Si vous n’avez jamais lu Patrick Modiano (le remède est ici), vous avez peut-être déjà entendu un texte de Patrick Modiano. En 1968, année de publication de son premier roman, La Place de l’étoile, le futur prix Nobel de littérature 2014 avait conquis les charts par procuration avec Étonnez-moi, Benoît, face B d'un des singles les plus connus de Françoise Hardy, Comment te dire adieu.
La chanson elle-même connut son petit succès, au point d'être réédité en 45 tours un an plus tard.
Par Jean-Marie Pottier
Dans son livre-enquête fouillé sur l’auteur, Dans la peau de Patrick Modiano, le journaliste Denis Cosnard rappelle à quel point ce duo pouvait paraître improbable, l'écrivain ayant qualifié la chanteuse, fin 1966, de «kapo de charme» et les yéyés de «camarades concentrationnaires».
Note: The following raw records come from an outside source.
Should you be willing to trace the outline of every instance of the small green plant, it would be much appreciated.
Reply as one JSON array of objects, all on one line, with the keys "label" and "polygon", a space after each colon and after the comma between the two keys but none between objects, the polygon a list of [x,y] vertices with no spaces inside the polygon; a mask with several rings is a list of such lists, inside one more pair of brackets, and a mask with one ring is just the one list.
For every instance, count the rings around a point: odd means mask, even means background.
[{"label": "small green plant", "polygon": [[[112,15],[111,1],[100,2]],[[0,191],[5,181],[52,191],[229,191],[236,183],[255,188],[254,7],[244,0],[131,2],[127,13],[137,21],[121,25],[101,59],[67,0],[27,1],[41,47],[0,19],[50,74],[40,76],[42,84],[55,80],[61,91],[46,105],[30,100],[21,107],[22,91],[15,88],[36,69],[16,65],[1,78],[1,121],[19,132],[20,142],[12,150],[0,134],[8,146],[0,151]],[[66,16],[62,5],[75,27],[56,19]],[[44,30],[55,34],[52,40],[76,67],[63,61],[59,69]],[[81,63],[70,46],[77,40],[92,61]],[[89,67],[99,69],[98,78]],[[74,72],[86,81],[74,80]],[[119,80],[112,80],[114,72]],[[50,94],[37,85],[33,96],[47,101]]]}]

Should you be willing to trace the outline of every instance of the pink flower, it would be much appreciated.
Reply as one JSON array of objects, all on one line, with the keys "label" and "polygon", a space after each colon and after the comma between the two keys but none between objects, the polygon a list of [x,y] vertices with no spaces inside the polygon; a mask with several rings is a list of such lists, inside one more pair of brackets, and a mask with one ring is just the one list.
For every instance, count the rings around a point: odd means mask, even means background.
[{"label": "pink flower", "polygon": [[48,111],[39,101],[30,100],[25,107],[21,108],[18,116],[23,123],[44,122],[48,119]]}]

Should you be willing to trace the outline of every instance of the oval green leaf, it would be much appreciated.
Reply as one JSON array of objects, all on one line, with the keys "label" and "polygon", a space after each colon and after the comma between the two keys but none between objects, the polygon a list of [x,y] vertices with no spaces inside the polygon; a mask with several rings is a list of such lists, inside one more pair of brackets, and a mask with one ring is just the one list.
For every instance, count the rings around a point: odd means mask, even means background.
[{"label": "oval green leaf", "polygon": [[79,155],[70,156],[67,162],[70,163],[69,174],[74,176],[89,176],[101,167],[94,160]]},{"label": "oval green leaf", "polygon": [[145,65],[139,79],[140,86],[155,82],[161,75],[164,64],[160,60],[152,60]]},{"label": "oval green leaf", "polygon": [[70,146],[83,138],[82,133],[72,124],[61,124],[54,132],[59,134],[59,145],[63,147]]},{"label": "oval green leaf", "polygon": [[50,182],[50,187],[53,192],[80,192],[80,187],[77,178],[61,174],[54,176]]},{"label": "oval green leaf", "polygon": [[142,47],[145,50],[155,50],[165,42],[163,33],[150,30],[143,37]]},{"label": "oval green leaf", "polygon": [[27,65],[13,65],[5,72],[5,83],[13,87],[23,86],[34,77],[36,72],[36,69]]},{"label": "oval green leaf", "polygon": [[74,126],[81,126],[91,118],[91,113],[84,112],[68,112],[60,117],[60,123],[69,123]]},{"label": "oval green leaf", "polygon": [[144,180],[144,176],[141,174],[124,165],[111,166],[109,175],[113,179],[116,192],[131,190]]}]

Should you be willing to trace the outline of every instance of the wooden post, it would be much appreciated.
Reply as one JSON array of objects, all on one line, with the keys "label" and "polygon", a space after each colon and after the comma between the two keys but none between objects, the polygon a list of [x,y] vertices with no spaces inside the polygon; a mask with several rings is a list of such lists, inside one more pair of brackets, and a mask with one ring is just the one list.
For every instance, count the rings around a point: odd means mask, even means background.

C'est en fait un camarade d'hypokhâgne de Modiano, guitariste à ses heures, Hugues de Courson, qui a sollicité un rendez-vous avec la chanteuse. Parmi les morceaux qu'il lui propose, la chanteuse en retient un écrit par Modiano, ce Étonnez-moi Benoît, qui démarre en fanfare décalée («Avalez des abricots et des poires/Et des larmes de rasoir/Étonnez-moi») avant de virer au mélancolique («Car de vous à moi/Cela ne peut pas, cela ne peut pas, durer comme ça/Car de vous à moi/C'est fou ce qu'on s'ennuie ici»). «J'ai trouvé ça si original, si saugrenu, que je l'ai aussitôt retenue», racontait la chanteuse en 2012 au Figaro Littéraire.
Le début d'une amitié fondée sur des connaissances communes, l'essayiste Emmanuel Berl et sa femme Mireille, qui, raconte Françoise Hardy, chargeait cette dernière «de veiller à faire manger Patrick. [...] Sans doute, Patrick était-il très démuni matériellement à cette époque, et puis il paraissait assez désincarné, distrait, peu préoccupé par ce genre de contingences. Je l'ai souvent emmené dîner au restaurant».
Dans son autobiographie Le Désespoir des singes, Françoise Hardy raconte une autre anecdote amusante sur celui qu'elle a qualifié de «meilleur écrivain de sa génération» et dont elle a joliment écrit que «faire cuire des pâtes ou déboucher une bouteille semble plus compliqué et plus dangereux pour lui qu'écrire un roman»:
«On me sollicita pour un show allemand dont l’idée était d’amener avec soi une personne rencontrée dans des circonstances suffisamment pittoresques pour amuser les téléspectateurs. L’imagination de Patrick Modiano n’étant jamais en reste, il imagina [...] un scénario selon lequel nous étions tombés l’un sur l’autre à l’enterrement de notre nourrice commune, découvrant ainsi avec stupéfaction que nous étions frère et sœur de lait. À partir de là, il me dédicaça ses livres en signant: "Ton frère de lait".
Après Étonnez-moi, Benoît, la chanteuse sollicitera encore Modiano et Courson pour signer des adaptations françaises de trois morceaux, San Salvador, À cloche-pied sur la grande muraille de Chine et le très beau Je fais des puzzles, qui clot l'album Soleil (1970):
«Il avait des yeux décembre/Un sourire de juillet/Il me disait des mots tendres/En hiver comme en été/Le soir, le soir, je fais des puzzles/Le soir, le soir, je me sens bien seule.»
Plusieurs autres artistes ont aussi chanté des textes siglés Modiano –Régine (L'Aspire à cœur) ou la future biographe de Primo Levi et Romain Gary Myriam Anissimov, notamment– et Sheila a failli en retenir une, mais l'écrivain refusait d'en modifier la fin (où une jeune fille se jetait sous le métro) pour en faire un happy-end.
En 1979, plusieurs morceaux signés par le romancier, qui venait d'obtenir le Goncourt l'année précédente, ont été enregistrés par Hugues de Courson, sur un album intitulé Fonds de tiroir 1967, dont Modiano a signé les notes de pochette:
«Nous écrivions des chansons et nous en placions quelques unes. Nos aînés immédiats nous conseillaient d’être patients et obstinés. La chanson est une longue patience.»
Et il existe aujourd'hui toujours de la musique signée Modiano puisque sa fille Marie, est devenue musicienne, signant quatre albums depuis 2006.